Test the drugs? Or snort them?
That's the choice for the folks who test drugs for criminal cases, who determine whether the pills that the cops found in your pocket were molly or vitamins.
One chemist made her choice. For eight years, a lab tech in Amherst, Massachusetts, sniffed cocaine, dosed LSD, smoked crack and snorted methamphetamine she stole from her job. Sonja Farak, an employee of the state Department of Public Health at the time, even made her own crack cocaine in the lab, using supplies from her employer. Like Walter White without the cancer.
She'd even testify in court while fucked up on drugs, helping jail others for getting high while she herself was obliterated.

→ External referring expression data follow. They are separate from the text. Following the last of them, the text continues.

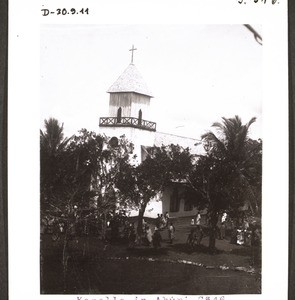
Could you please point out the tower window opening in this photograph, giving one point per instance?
(139, 117)
(119, 115)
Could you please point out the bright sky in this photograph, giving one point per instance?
(197, 74)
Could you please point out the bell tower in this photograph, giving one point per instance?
(129, 101)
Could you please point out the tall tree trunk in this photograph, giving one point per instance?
(65, 257)
(213, 219)
(140, 218)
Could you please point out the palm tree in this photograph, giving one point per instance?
(232, 168)
(233, 147)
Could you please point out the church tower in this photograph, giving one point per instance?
(129, 110)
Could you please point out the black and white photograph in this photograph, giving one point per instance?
(151, 151)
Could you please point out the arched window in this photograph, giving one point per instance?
(139, 117)
(119, 115)
(174, 200)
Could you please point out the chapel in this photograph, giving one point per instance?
(129, 115)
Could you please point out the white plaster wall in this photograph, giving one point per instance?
(166, 205)
(137, 136)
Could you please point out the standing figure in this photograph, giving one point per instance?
(149, 235)
(167, 217)
(157, 239)
(171, 231)
(198, 219)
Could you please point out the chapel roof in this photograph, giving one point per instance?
(130, 81)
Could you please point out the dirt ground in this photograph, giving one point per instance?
(98, 268)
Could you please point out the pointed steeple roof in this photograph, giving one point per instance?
(130, 81)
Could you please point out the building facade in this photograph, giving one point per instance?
(129, 115)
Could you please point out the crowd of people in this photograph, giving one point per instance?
(238, 231)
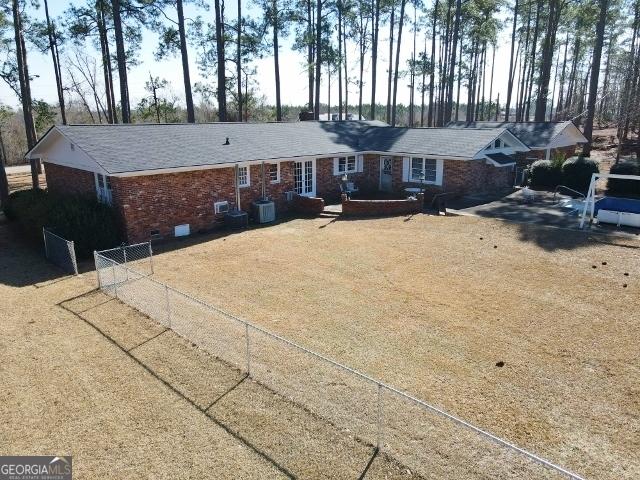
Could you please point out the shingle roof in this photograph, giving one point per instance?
(532, 134)
(136, 147)
(501, 158)
(446, 142)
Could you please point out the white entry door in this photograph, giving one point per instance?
(304, 178)
(386, 174)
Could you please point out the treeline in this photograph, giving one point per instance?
(568, 59)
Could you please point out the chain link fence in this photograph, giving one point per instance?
(421, 436)
(60, 251)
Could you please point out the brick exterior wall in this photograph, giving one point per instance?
(460, 177)
(328, 184)
(157, 203)
(69, 180)
(375, 208)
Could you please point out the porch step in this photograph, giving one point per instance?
(332, 210)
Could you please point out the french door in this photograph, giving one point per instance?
(304, 178)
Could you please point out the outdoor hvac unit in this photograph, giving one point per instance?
(221, 207)
(264, 211)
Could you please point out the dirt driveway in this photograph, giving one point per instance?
(529, 332)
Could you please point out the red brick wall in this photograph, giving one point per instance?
(461, 177)
(328, 184)
(69, 180)
(160, 202)
(372, 208)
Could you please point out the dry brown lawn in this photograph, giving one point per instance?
(85, 375)
(432, 304)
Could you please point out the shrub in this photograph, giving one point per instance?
(577, 171)
(624, 188)
(90, 224)
(545, 174)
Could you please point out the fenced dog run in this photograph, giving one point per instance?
(60, 251)
(421, 436)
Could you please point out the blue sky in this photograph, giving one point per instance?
(293, 72)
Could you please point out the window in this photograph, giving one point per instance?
(424, 166)
(243, 176)
(273, 172)
(347, 164)
(103, 188)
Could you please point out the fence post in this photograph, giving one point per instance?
(246, 330)
(124, 255)
(150, 257)
(95, 260)
(115, 283)
(379, 439)
(46, 247)
(166, 296)
(72, 253)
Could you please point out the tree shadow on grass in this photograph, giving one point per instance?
(251, 412)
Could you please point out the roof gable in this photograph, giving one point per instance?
(119, 149)
(533, 134)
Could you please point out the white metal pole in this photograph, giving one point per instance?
(379, 439)
(246, 333)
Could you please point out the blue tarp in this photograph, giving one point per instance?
(618, 205)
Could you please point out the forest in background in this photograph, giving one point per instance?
(569, 59)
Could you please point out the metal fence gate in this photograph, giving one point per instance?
(412, 431)
(60, 251)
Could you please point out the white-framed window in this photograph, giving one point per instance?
(103, 188)
(424, 170)
(273, 172)
(347, 164)
(243, 176)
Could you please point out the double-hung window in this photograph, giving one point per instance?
(347, 164)
(103, 188)
(243, 176)
(273, 172)
(424, 170)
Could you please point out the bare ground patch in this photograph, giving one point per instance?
(434, 305)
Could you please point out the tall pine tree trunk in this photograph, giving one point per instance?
(563, 78)
(239, 57)
(106, 64)
(56, 65)
(595, 76)
(222, 82)
(397, 60)
(316, 110)
(122, 62)
(547, 60)
(452, 67)
(432, 73)
(184, 54)
(339, 7)
(310, 53)
(276, 62)
(390, 75)
(374, 56)
(511, 64)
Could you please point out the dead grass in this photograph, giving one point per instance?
(83, 374)
(432, 304)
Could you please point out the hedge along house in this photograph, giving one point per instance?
(163, 176)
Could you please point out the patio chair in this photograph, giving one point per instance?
(348, 188)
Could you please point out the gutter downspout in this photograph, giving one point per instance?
(237, 171)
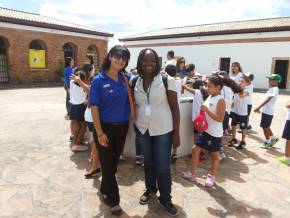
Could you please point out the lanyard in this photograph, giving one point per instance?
(148, 95)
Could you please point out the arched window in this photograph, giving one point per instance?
(37, 54)
(93, 51)
(69, 50)
(4, 76)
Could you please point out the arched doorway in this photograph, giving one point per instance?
(4, 76)
(69, 50)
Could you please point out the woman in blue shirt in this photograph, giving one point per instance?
(111, 112)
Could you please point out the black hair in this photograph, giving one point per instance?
(140, 59)
(170, 53)
(238, 65)
(119, 52)
(91, 59)
(219, 81)
(82, 75)
(171, 70)
(190, 67)
(67, 61)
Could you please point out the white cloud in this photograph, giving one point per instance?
(127, 17)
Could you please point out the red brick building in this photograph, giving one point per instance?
(33, 47)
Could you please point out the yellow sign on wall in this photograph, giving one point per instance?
(36, 58)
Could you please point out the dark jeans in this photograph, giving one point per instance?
(156, 151)
(109, 157)
(67, 103)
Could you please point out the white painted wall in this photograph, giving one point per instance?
(254, 57)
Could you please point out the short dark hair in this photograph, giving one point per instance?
(67, 61)
(170, 53)
(140, 58)
(116, 51)
(190, 67)
(170, 70)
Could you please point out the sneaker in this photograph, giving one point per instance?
(147, 195)
(77, 148)
(222, 154)
(122, 157)
(173, 158)
(274, 140)
(232, 142)
(210, 180)
(284, 160)
(139, 160)
(170, 208)
(266, 145)
(242, 145)
(188, 176)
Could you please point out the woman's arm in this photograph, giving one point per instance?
(173, 104)
(102, 138)
(221, 108)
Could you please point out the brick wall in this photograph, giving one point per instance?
(18, 54)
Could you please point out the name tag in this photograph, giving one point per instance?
(107, 86)
(148, 110)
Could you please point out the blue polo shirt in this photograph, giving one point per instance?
(111, 97)
(67, 73)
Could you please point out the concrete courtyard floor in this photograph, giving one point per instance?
(41, 177)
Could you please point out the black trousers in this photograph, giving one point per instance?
(109, 157)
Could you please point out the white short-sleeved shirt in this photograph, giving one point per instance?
(178, 90)
(197, 102)
(240, 105)
(237, 78)
(249, 89)
(269, 107)
(170, 62)
(214, 128)
(228, 94)
(160, 121)
(88, 115)
(77, 94)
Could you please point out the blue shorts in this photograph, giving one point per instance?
(208, 142)
(238, 119)
(286, 132)
(77, 112)
(266, 121)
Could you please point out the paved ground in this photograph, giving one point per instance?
(41, 177)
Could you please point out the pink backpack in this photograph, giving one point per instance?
(200, 124)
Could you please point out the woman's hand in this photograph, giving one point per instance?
(103, 140)
(176, 140)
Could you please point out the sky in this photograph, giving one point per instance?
(129, 17)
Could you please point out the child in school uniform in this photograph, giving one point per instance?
(267, 109)
(210, 140)
(286, 135)
(249, 99)
(78, 98)
(240, 113)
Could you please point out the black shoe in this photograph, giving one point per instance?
(173, 158)
(117, 212)
(170, 208)
(93, 173)
(232, 142)
(144, 199)
(242, 145)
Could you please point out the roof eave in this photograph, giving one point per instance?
(225, 32)
(53, 26)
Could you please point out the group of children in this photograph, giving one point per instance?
(224, 97)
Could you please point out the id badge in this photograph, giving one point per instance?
(148, 110)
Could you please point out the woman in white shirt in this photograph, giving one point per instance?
(156, 126)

A report from the Massachusetts Attorney General lays out just what Farak did, and it's pretty fiendish. Mostly, she would use the drugs she was testing and replace what she used with counterfeit drugs. Note that she was still, technically, testing the drugs, only she was using her own brain as lab equipment.
The first drug she stole from the lab was meth. "I felt amazing," she told the Attorney General's office. Over the next four years, she was tweaking every day, often many times a day. None of her co-workers noticed. They said she seemed to be doing an excellent job.
When the lab started running out of meth, she moved on to ketamine, MDMA, LSD, and coke, before settling on crack as her go-to drug, smoking it 10 or 12 times a day. "Smoking at work, smoking in the lab, smoking at home," she said, "smoking and driving."
In 2013, a co-worker noticed some samples of cocaine she was testing were actually part cocaine and part filler, and called the authorities. Farak was arrested and, in 2014, she pled guilty. She got 18 months in jail.
This story has a happy ending. Last week, a judge dismissed more than 6,000 convictions obtained using test results from Farak. In other words, because she decided to get so high for so long, thousands of other people who also like drugs will see their lives improve — a lot. Their records will be wiped clean. They can now qualify for public housing, get student loans and travel to Canada — which drug felons often can't.
Farak's is not an isolated case. A lot of people who work around drugs do it because they love the stuff. Pharmacists have told us how often they steal Xanax from work, we read about nurses stealing fentanyl and doctors stealing drugs and treating patients while high. Cops use drugs, lawyers and judges get twisted, and the wardens in the prisons get fucked up. Even presidents do drugs.
Which doesn't make what Farak did okay. It just makes her human.
Correction: The article has been updated to correctly identify Sonja Farak as an employee of the Department of Public Health. The now-closed state crime lab Farak worked in was only located on the UMass Amherst campus, but was operated by the DPH.